The old part of the solution is the handshake.  In lieu of third-party state-managed certification processes, farmers and customers need to know each other and talk face-to-face.  The farmer needs to know what the customer values and desires, in product, quality, and methods.  The customer needs to be able to trust that the farmer will produce according to those values and desires.  Both need to come to an understanding of what this will cost.

Photo by Growmark.com

The best way to achieve this is through face-to-face contact.  Even in this age of smart phones, tablets, social media, and near-instant communication, we haven’t found a true substitute for shaking another person’s hand and looking her or him in the eyes.  Meeting in person allows the best opportunity for the customer to express his or her values and desires not only for the type of food, but also for how that food is produced.  It also allows the producer to present the realities of whether or not he or she is able to meet those values and desires, and the costs of doing so.  If the perfect match of these values, desires, abilities, and costs does not exist, these meetings also present an opportunity for finding the best match through compromise.

I admit, the "Great Compromise" wasn't all about food

There certainly are obstacles to such meetings, especially in today’s world.  Increased mobility, urban concentration, farm consolidation, and the sheer business of life all drive us away from physical, personal meetings.

Consider how car buying has changed in just my generation.  When I was a kid and my folks bought a new car, Dad did most of the research, mostly by talking to friends and going to the library (for those who’ve never seen one – it’s a big building with books in it and these helpful people called librarians who put Google to shame when you ask “What would be a great book for a 7 year-old kid who likes dinosaurs, Star Wars, and hunting?” – they still exist, by the way, and I highly recommend you visit and support them).  A lot of that research was supplemented and guided by his previous experience with different manufacturers.

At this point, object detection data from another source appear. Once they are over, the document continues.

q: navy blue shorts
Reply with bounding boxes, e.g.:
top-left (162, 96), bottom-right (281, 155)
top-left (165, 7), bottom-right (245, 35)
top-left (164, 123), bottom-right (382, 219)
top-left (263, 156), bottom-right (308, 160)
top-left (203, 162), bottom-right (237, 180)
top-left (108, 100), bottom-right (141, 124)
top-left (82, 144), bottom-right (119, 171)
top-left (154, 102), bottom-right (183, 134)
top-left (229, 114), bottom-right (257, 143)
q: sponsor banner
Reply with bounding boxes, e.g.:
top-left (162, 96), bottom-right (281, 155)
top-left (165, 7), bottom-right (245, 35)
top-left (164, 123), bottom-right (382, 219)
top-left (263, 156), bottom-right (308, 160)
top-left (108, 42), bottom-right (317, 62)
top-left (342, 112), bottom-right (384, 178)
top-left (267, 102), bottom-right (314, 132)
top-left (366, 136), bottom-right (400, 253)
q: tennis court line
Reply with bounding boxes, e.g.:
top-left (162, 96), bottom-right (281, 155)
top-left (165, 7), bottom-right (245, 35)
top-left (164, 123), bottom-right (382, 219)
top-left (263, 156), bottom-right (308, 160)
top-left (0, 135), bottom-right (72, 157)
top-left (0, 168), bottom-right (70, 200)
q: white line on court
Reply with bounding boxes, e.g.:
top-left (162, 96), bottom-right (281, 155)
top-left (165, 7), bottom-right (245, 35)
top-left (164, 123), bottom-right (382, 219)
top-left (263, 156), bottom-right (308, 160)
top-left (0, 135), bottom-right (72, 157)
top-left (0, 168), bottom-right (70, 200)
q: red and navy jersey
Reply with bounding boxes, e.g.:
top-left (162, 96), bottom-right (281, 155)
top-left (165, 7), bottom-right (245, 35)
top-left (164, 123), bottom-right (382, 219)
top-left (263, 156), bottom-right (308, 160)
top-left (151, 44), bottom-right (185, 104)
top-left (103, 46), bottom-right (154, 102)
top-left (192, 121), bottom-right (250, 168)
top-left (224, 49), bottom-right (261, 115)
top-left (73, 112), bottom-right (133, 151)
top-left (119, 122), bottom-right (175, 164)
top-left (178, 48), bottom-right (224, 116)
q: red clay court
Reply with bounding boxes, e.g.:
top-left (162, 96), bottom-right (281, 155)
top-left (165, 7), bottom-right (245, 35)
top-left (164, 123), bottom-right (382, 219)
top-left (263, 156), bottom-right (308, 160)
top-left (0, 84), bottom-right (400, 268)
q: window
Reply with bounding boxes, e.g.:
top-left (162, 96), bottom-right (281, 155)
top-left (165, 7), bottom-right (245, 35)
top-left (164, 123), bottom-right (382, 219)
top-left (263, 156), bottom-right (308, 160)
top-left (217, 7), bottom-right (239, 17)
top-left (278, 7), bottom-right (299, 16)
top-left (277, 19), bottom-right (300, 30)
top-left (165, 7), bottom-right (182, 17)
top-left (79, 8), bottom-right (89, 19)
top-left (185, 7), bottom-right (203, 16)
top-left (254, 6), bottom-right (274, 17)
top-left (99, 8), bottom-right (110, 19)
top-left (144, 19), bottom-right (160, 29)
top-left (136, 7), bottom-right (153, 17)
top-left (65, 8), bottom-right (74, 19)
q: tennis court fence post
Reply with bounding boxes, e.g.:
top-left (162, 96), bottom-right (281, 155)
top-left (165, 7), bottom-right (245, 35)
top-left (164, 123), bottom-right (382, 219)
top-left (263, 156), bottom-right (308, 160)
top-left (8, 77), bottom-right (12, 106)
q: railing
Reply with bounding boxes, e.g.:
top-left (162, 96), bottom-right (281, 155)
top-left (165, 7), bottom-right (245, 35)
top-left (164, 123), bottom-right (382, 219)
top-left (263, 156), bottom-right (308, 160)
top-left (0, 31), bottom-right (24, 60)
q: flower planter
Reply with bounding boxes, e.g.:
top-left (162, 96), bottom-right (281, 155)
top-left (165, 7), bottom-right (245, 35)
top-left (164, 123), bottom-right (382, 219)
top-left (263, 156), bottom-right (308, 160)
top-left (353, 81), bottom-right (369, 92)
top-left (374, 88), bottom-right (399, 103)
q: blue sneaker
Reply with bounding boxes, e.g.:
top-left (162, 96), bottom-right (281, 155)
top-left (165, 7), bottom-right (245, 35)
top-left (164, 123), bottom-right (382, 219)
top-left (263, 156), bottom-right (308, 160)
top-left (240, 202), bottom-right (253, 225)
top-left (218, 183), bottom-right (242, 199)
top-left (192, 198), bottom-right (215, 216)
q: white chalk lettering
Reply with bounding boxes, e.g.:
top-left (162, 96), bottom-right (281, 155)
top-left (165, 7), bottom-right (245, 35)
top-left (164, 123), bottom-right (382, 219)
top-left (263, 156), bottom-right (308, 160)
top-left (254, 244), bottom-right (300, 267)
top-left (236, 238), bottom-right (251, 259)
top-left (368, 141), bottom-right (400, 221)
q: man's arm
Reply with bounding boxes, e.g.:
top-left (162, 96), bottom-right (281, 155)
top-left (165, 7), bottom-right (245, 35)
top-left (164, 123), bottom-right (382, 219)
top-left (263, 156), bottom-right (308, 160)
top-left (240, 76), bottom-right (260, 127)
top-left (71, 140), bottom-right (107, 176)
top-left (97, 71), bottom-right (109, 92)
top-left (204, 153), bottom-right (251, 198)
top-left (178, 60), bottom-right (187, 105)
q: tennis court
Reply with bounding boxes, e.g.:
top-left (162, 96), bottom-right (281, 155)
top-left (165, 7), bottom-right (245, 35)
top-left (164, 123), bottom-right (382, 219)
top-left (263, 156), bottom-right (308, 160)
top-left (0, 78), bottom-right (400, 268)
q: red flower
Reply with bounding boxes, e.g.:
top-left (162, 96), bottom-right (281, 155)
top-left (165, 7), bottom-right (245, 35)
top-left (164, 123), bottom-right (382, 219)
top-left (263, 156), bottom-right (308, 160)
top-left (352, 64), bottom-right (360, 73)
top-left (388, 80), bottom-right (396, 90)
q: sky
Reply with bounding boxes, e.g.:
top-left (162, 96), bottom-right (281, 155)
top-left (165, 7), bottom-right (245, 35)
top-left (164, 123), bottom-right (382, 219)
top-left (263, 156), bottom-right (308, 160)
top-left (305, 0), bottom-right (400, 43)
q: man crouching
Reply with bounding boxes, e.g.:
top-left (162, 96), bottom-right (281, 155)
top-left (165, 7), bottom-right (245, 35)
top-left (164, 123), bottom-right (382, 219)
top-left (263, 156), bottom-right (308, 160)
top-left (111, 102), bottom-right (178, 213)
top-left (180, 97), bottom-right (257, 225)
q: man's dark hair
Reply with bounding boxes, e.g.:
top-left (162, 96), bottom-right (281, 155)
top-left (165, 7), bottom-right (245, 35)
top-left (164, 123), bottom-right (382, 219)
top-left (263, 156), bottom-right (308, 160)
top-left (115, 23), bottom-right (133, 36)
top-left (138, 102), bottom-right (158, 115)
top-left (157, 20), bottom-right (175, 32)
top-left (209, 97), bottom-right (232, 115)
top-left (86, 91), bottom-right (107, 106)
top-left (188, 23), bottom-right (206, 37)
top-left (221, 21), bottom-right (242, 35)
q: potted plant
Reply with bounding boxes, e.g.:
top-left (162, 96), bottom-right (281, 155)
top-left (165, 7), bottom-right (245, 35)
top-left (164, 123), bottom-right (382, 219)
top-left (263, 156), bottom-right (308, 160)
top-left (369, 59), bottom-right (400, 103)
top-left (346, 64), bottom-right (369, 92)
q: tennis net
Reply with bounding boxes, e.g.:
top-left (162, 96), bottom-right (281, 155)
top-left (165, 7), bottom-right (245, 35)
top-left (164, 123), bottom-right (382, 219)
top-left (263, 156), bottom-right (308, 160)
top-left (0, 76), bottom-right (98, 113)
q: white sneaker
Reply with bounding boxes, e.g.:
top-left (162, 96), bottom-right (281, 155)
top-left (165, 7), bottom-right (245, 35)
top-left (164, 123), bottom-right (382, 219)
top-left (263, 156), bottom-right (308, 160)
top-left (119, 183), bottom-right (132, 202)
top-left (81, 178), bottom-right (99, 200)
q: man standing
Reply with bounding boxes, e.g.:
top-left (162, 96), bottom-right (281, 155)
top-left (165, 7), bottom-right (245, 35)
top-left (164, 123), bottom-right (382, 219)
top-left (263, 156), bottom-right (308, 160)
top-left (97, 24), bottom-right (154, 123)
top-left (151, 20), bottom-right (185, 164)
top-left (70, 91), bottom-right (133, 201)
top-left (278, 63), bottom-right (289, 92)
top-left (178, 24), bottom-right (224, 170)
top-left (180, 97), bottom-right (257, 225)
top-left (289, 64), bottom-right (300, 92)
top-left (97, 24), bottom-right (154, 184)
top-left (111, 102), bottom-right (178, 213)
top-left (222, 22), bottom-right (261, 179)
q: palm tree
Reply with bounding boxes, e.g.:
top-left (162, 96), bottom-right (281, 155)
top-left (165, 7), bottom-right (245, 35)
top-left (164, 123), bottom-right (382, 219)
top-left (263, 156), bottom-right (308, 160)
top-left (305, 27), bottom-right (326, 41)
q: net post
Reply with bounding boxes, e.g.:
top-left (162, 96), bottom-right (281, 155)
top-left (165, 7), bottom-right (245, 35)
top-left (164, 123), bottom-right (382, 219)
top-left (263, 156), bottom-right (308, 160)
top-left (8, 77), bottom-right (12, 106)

After he did that research, Mom and Dad (and sometimes us kids) would go down to the local dealerships and take a look at the floor models of the cars they were considering.  Over a couple visits, they’d talk to the salesmen about models, options, and prices, and probably take a test drive before making their final decision and buying or ordering a new car.  The transaction always ended with a handshake.

Spring forward a few decades.  The last new car we bought (and probably the last new car I will ever buy) was while we were stationed overseas.  We did almost all of the research on the Internet, ordered the car through a series of emails (and only one phone call) with a dealership in Germany, completed the paperwork electronically with a scanner.  The car was built, put on a boat, and then trucked across the country to Texas to a dealership there, and we never saw so much as a photograph.

When we returned to the States, my family stayed with relatives while I continued to Texas.  I landed, got in a taxi, and made a cell phone call to the dealership (the first time I had spoken to them) to tell them I was on my way.  When I arrived, the car was in front of the dealership, washed and ready.  It took literally 5 minutes to complete the delivery and temporary registration paperwork before I was driving to base.

To some extent, this is amazing, and in another it amazes me how little human interaction was required to complete such a major financial transaction.

Food is an even more important choice, and it has changed similarly.  Just a couple generations ago, my Grandparents got their milk from the farmer who produced them (to whom my Grandpa had sold the Ford tractor, and for whom my father had worked the past summer).  The following generation, raw milk was produced by local farmers we didn’t know and processed to a dairy we didn’t ever visit, but we did know the “Milk-O” (Aussie for Milkman) who sold and delivered bottled milk and yogurt twice a week.

Nowadays, most people’s milk is produced by immense corporate farms, transported hundreds of miles overland in tractor trailers to huge dairy processing plants, hermetically sealed, and then transported hundreds of miles more to warehouses and then grocery stores before the consumer picks it up from the dairy aisle, rings up the purchase at an automated register, and swipes a credit card, often not even needing a signature to complete the transaction.  In many places, he or she can do that entire transaction online and have the purchase delivered to the door by yet another party.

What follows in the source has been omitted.